Immersion Cooling and the Future of AI Data Center Infrastructure
As AI and high-performance computing drive increases in data center power density, cooling has become a defining constraint for infrastructure design. Immersion cooling is emerging as a critical solution, but it is only one part of a broader shift in how next-generation AI data centers are built.
This FAQ explores what immersion cooling is, how it differs from other liquid cooling approaches, where Infinium Edge fits within existing and new facilities, and how advanced cooling fluids can help address performance, energy, water, and carbon challenges at scale.
What is immersion cooling, and how is it different from liquid cooling?
Immersion cooling is a data center cooling approach in which IT equipment is fully submerged in a specialized, non-conductive (dielectric) fluid that removes heat directly from compute and system components such as CPUs, GPUs, memory modules, power delivery components, storage devices, and other heat-generating electronics.

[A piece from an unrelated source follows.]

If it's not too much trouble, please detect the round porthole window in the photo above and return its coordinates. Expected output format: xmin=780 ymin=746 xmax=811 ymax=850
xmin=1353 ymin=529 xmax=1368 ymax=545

This differs from other forms of liquid cooling, often referred to as direct-to-chip cooling, where water or other coolants circulate through pipes, cold plates, or heat exchangers attached to select components, while the remaining server hardware continues to rely on air cooling.
By contrast, immersion cooling systems support higher power densities and less complex operations, making them increasingly critical for next-generation AI data center design.
What are the advantages of immersion cooling compared to other cooling options?
Immersion cooling offers a fundamentally different approach to thermal management by submerging IT equipment directly in a dielectric fluid engineered for efficient heat transfer and material compatibility.
Compared to traditional air cooling and other liquid-based approaches, immersion cooling can provide:
Support for substantially higher power densities, enabling next-generation AI and GPU workloads
Up to 50% lower cooling energy use compared to conventional air-cooled systems
Low Power Usage Effectiveness (PUE), often below 1.05, compared to ~1.5 for typical air-cooled facilities
Simplified cooling infrastructure, with fewer mechanical components and reduced thermal bottlenecks
Improved hardware performance and reliability through stable, uniform operating temperatures
By removing heat directly at the source, immersion cooling improves efficiency while reducing the operational complexity of current liquid cooling solutions.
Who is Infinium Edge for, where does it fit in existing facilities, and what stage of deployment does it support?
Infinium Edge™ is designed for data center operators, hyperscalers, colocation providers, and enterprises running high-density workloads such as AI and high-performance computing (HPC).
The platform supports deployment across new builds and existing data centers. Its modular AI factory configurations combine immersion cooling and power into a scalable platform optimized for rapid deployment and future growth.
What are the ideal settings for Infinium Edge solutions?
Infinium Edge is ideally suited for:
High-density AI and HPC environments
GPU-intensive workloads that exceed the practical limits of air or direct-to-chip cooling
Data centers facing power, space, or water constraints
Operators seeking to future-proof facilities for rapidly evolving compute demands
Infinium Edge immersion solutions enable closed-loop, zero-water cooling operations, making them especially valuable in regions where water availability is limited or community concerns around water use are high.
Is Infinium Edge sustainable or carbon-neutral? How does it address water and carbon concerns?
Infinium Edge is designed to help data centers reduce environmental impact while meeting growing compute demand.
Key sustainability benefits include:
Zero fresh water use in closed-loop operations, eliminating reliance on evaporative cooling systems
Reduced energy consumption compared to traditional air-cooled data centers
Advanced and carbon-negative dielectric immersion fluids engineered for performance and durability
Importantly, when Infinium Edge immersion fluids are produced from Infinium’s eFuels facilities, its fluids are carbon-negative products. In these cases, the production process utilizes waste CO₂ as a feedstock for the fluid production, helping reduce the overall lifecycle carbon footprint of data centers.
Together, reduced water use, lower energy demand, and carbon-negative fluid production can help data center operators address sustainability goals, regulatory requirements, and public concerns related to data center growth.